I sighed, unfolded my arms. “Don’t be stubborn, I want to help—I
can
help. Please, come away with me.”

“Where the hell to?” She frowned.

“Does it matter?”

“Of course it does, Victor. I can’t just let you whisk me away without knowing where I’m going.”

Of course she couldn’t. She always had to be in control. But maybe just this once… “I’ve booked us tickets.”

“Us? That’s presumptive.”

Shit. I didn’t have the time or the energy for this. “It’s not presumptive, it’s natural, it’s how it is. Please, pack you bags, meet me out the front in ten minutes.” I picked my case up, showed it to her. “Come with me to Venice.”

“Venice.” She laughed, a high-pitched titter that floated towards the swathe of clouds turning pink in the sunset. “You really think a girl like me would fit in somewhere like that? Don’t you know I own a sex dungeon, I’m a
Domme, I hit people, hurt people. Venice is a city, so I hear, of sophistication and beauty and a place for romantic crap.”

“Which makes it the perfect place for me to take you. Because you, Zara, are beautiful and sophisticated when you want to be, and as for romantic—”

“Not my scene.
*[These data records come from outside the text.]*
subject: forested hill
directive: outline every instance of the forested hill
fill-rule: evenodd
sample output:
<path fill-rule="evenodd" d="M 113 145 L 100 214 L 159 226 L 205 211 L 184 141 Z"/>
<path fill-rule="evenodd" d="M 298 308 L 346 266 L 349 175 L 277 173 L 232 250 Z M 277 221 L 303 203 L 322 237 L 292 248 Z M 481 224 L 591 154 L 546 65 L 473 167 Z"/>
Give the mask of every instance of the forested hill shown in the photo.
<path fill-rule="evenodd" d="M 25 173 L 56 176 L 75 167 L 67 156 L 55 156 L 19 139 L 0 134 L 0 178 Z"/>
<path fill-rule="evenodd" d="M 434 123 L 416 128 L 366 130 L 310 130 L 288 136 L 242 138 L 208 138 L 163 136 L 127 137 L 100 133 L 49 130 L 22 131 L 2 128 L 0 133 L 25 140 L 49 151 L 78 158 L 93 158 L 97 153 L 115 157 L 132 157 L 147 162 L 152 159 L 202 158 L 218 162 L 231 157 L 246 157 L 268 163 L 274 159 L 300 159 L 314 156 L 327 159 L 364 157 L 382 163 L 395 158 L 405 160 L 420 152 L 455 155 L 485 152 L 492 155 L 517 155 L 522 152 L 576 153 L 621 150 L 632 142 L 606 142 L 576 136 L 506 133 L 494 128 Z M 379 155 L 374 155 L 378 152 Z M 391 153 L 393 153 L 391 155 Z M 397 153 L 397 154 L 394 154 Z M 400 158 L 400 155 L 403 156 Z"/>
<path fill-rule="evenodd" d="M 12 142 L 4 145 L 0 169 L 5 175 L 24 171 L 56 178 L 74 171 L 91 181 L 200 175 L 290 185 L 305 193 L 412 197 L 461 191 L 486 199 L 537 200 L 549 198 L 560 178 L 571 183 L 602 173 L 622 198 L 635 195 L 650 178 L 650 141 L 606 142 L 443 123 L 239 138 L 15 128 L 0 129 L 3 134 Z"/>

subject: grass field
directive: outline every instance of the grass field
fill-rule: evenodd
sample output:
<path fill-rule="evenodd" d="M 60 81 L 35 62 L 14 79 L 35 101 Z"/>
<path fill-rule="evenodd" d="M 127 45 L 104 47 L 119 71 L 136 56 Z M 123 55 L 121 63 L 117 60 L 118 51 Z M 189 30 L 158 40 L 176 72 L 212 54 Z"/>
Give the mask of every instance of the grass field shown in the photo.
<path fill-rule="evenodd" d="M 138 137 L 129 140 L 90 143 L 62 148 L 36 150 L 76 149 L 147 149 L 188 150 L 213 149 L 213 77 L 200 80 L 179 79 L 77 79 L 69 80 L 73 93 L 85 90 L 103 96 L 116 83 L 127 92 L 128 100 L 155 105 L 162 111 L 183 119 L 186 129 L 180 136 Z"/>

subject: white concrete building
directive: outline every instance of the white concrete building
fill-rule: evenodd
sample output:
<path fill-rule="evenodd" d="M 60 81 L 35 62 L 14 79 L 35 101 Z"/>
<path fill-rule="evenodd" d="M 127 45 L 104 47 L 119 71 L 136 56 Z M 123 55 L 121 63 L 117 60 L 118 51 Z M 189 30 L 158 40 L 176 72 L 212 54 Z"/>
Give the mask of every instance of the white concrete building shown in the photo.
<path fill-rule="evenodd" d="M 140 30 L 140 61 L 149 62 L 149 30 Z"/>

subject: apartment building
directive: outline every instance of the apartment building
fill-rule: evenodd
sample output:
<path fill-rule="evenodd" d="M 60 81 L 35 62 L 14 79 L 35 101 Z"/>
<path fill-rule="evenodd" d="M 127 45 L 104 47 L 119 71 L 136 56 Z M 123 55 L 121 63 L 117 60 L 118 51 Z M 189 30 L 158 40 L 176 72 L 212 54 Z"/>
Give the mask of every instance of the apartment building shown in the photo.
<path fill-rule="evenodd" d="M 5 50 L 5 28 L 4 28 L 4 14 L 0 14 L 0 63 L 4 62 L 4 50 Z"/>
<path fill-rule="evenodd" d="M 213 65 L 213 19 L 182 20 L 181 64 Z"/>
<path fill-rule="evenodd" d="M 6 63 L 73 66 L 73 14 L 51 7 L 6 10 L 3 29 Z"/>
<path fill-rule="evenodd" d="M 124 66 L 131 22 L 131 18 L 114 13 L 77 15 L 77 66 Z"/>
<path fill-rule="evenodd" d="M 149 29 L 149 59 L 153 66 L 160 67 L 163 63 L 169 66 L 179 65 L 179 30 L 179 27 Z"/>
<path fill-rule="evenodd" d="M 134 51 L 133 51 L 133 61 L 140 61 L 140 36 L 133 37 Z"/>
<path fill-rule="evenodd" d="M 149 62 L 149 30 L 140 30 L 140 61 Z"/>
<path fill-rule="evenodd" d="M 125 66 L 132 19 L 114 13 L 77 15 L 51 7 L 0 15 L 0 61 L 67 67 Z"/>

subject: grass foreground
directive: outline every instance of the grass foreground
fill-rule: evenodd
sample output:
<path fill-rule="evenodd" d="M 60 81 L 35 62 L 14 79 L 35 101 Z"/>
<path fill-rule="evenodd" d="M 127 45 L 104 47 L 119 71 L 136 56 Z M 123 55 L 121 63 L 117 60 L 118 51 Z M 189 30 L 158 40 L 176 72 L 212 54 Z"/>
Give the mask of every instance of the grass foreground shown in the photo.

Don’t you know anything about me?”

“How do you know it’s not your scene if you’ve never tried it?”

“What are you talking about now, Victor?” Her voice had been steely before she’d said that but had quieted just then.

Maybe I could throw her a line and she’d take the bait. “I’m talking about romance. If you’ve never had someone sweep you off your feet, whisper sweet nothings to you in the darkness and been made love to as if there’s no one else in the world, how do you know it’s not for you?”

She stood perfectly still, staring down at me.

“Please,” I said, knowing I was begging but too far gone to care. “Come with me, let me show you
my
world, let me show you love, Zara. Maybe, just maybe it will fit you.”

Her mouth opened. I waited for the no, the fuck off and leave me alone. But instead she said, “I’ll give you one weekend.”